The `safety` field classifies content into three levels. `"safe"` content is benign. `"unsafe"` content is clearly harmful and always sets `flagged: true`. `"controversial"` content falls in between — it may touch sensitive topics without being explicitly harmful. By default, `"controversial"` content is treated as safe and does not set `flagged: true`. For stricter moderation, treat `"controversial"` the same as `"unsafe"`.

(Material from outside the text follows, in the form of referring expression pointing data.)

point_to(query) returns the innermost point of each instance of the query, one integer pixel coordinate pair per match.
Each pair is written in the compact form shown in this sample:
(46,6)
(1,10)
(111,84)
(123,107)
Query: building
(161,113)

**AILuminate categories:** `violent_crimes`, `sex_related_crimes`, `child_sexual_exploitation`, `suicide_self_harm`, `indiscriminate_weapons`, `intellectual_property`, `defamation`, `non_violent_crimes`, `hate`, `specialized_advice`, `privacy`, `sexual_content`

The `jailbreak` extension is particularly useful for detecting prompt injection attempts before they reach your LLM.

## Best practices

* **Screen both inputs and outputs.** Run moderation on user prompts before sending them to the model and on model responses before displaying to users.
* **Use `category_scores` for custom thresholds.** The `flagged` boolean uses default thresholds. For your application, you may want stricter thresholds for certain categories (e.g., `sexual/minors`) and more permissive ones for others.
* **Use `scope: "last"` for real-time chat.** Only broaden to `"all"` or `N` when you need full-conversation safety audits and can tolerate higher latency.
* **Batch text inputs.** When moderating multiple pieces of content, pass an array to `/v1/moderations` instead of making separate requests.
* **Combine with other safety layers.** Moderation should be one part of your safety strategy alongside system prompts, output filtering, and human review.